Haggard's next LP was A Tribute to the Best Damn Fiddle Player in the World (Or My Salute to Bob Wills), which helped spark a revival of western swing.
In 1972, then-Gov. Ronald Reagan gave Haggard a full pardon for his past crimes. Haggard often brags that few figures in history can become public enemy No. 1 and man of the year in the same 10-year period.
During the early to mid 1970s, Haggard's chart domination continued with songs like "Someday We'll Look Back", "Carolyn", "Grandma Harp", "Always Wanting You" and "The Roots of My Raisin'". The 1975 recession anthem "If We Make It Through December" cast Haggard back to being a champion of the working class.
Haggard was inducted into the Nashville Songwriters Hall of Fame in 1977.
Later years
By the 1980s, Haggard's popularity was waning in pop markets. He published an autobiography called Sing Me Back Home. Although he won a Grammy Award for Best Male Country Vocal Performance for 1984's "That's The Way Love Goes", a new kind of honky tonk had begun to overtake country music, and singers like George Strait and Randy Travis had taken over the charts. Haggard's last No. 1 hit was "Twinkle Twinkle Lucky Star" from his smash album Chill Factor in 1988.
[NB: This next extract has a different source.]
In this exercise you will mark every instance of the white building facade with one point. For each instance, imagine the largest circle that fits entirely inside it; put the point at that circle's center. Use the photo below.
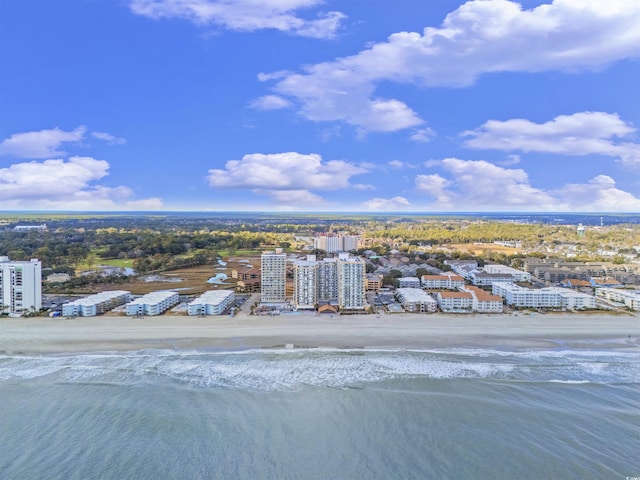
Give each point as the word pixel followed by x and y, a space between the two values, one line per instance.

Although he has been outspoken in his dislike for modern country music, he has praised newer stars such as Strait and Travis. The Dixie Chicks paid him tribute in their 2002 song "Long Time Gone", which criticizes Nashville trends: "We listen to the radio to hear what's cookin' / But the music ain't got no soul / Now they sound tired but they don't sound Haggard," with the following lines mentioning Johnny Cash and Hank Williams in the same vein.
In 2000, Haggard made a comeback of sorts, signing with the independent record label Anti and releasing the spare If I Could Only Fly to critical acclaim. He followed it in 2001 with Roots, Vol. 1, a collection of Lefty Frizzell, Hank Williams and Hank Thompson covers, along with three Haggard originals. The album, recorded in Haggard's living room with no overdubs, featured Haggard's longtime bandmates The Strangers as well as Frizzell's original lead guitarist, Norman Stephens.
In December 2004, Haggard spoke at length on Larry King Live about his incarceration as a young man and said it was "hell" and "the scariest experience of my life."
In October 2005, Haggard released his newest album, "Chicago Wind", to mostly positive reviews. Album lyrics The album contained an anti-Iraq war song in October 2005 entitled "America First," in which he lament's the nation's economy and faltering infrastructure, applauds its soldiers, and sings, "Let's get out of Iraq, and get back on track."
Currently, Haggard is back on the radio, in a duet with Gretchen Wilson, "Politically Uncorrect".
To this day, Haggard travels with former wife Bonnie Owens and Fuzzy Owen, whom he started out with at Tally Records many years ago.